Additionally, the Bakkers’ aides, the brothers Taggart (David and James) and PTL’s second-in-charge, Richard Dortch, were all in for a piece of the pie. All this made for one hell of a spectacle.
2. Getting Into Heaven, One Dollar At a Time
Faith is a powerful motivator. When you couple that with a healthy dose of gullibility and mix in a significantly charismatic fellow, you’ve got one big mess. Jim Jones’ Jamestown started in such a way. We all know how that ended.
While there was no spiked punch in Gerald Payne’s Ponzi scheme, there was a lot of bilking, dishonesty and greed, all in the name of God. In the 1990s, Payne and his cohorts devised a massive pyramid scheme that would ultimately divest roughly 18,000 people of between $450-$500 million. Undelivered returns of both faith-based and monetary investments finally brought the scam to a sticky halt. Despite the legal victory, many of the faithful investors never saw their money again.
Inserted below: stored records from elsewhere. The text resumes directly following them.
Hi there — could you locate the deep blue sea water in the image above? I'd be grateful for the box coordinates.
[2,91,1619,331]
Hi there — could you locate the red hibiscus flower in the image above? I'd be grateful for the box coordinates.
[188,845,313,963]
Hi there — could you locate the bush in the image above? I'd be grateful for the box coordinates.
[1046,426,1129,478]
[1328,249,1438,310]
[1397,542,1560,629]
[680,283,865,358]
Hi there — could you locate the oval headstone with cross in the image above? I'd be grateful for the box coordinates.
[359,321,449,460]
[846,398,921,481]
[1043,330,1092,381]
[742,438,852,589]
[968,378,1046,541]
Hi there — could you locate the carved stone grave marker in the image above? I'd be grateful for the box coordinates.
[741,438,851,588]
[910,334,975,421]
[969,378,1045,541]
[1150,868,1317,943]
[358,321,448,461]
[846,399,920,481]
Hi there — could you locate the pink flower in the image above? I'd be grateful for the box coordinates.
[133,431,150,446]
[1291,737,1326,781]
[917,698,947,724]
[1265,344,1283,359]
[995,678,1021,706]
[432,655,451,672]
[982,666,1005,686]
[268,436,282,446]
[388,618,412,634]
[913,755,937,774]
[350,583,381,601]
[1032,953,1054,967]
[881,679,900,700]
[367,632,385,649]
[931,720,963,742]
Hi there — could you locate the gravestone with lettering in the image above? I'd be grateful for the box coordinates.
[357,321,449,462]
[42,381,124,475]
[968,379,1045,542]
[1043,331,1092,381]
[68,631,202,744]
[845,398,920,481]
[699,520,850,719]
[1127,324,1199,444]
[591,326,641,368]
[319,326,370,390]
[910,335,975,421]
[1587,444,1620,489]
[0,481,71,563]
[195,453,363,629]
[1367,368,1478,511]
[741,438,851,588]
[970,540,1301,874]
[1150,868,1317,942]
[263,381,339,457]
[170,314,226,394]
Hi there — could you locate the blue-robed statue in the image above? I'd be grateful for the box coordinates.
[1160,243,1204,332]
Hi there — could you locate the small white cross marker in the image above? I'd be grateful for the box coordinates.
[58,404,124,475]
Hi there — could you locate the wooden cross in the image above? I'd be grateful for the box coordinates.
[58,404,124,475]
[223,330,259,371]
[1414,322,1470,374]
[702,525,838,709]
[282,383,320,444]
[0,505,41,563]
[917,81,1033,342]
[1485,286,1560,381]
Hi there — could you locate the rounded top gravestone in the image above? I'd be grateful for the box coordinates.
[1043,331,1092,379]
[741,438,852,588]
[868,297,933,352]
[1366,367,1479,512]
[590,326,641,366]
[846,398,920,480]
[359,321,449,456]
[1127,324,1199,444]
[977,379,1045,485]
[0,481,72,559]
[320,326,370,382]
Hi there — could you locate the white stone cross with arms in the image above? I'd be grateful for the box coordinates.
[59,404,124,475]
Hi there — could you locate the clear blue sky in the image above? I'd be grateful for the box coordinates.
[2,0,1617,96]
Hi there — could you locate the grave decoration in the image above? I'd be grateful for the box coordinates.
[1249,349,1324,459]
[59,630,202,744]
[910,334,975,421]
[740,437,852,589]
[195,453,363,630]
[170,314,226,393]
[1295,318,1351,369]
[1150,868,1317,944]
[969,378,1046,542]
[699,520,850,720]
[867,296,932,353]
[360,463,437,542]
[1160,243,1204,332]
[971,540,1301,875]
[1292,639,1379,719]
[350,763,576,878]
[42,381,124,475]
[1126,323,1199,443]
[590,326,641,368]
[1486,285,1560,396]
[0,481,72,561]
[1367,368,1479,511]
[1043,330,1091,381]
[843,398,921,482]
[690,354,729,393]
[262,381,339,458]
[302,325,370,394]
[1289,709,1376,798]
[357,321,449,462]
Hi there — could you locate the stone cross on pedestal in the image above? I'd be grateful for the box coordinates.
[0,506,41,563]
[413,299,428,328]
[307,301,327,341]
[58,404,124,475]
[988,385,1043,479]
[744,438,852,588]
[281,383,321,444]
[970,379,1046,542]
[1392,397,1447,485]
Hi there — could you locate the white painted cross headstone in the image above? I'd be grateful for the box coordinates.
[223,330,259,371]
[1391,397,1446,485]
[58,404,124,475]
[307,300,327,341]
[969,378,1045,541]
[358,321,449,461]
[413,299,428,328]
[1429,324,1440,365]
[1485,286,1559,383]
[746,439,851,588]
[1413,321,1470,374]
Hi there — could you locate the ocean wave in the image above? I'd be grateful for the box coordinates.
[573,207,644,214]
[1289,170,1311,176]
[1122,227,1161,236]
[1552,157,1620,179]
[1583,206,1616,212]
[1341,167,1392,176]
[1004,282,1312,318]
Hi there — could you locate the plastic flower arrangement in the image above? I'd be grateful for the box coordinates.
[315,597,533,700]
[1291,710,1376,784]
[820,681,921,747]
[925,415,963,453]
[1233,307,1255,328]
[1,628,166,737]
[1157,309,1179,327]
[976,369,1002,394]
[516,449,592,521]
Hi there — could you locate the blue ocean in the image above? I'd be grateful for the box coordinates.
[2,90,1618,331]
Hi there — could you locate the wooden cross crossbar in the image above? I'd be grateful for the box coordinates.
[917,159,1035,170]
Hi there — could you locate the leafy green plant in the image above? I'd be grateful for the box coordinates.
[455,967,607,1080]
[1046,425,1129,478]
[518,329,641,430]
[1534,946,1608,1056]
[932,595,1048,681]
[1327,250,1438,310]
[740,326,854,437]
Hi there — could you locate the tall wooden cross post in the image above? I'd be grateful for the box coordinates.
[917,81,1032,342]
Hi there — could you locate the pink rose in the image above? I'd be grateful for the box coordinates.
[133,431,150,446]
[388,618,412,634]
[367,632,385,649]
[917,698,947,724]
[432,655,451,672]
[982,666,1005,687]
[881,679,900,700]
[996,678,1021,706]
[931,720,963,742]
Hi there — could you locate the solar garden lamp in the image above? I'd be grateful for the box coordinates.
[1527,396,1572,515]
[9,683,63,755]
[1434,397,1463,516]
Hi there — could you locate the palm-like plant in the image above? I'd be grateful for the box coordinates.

1. The Vatican Bank’s Dirty Laundering
Ecclesiastes 5:10 says, “Whoever loves money never has money enough; whoever loves wealth is never satisfied with his income. This too is meaningless.” Ettore Gotti Tedeschi clearly missed this lesson in Sunday school. Tedeschi, CEO of the Istituto per le Opere di Religione, commonly known as the Vatican Bank, is under investigation for embezzling €23 million ($31.7 milllion) through the venerable institution.
Because the Vatican can claim statehood under international law, any residents of Vatican City inclined to crime can hide from the European fuzz for as long as they want. Or until they become inconvenient for the Holy See and the Pope turns them out.
Where are all those millions of euros that the Catholic church amasses supposed to go? To religious works and charity, of course. Sounds great on paper. Maybe the two banks Tedeschi diverted the money to were really fronts for orphanages and soup kitchens.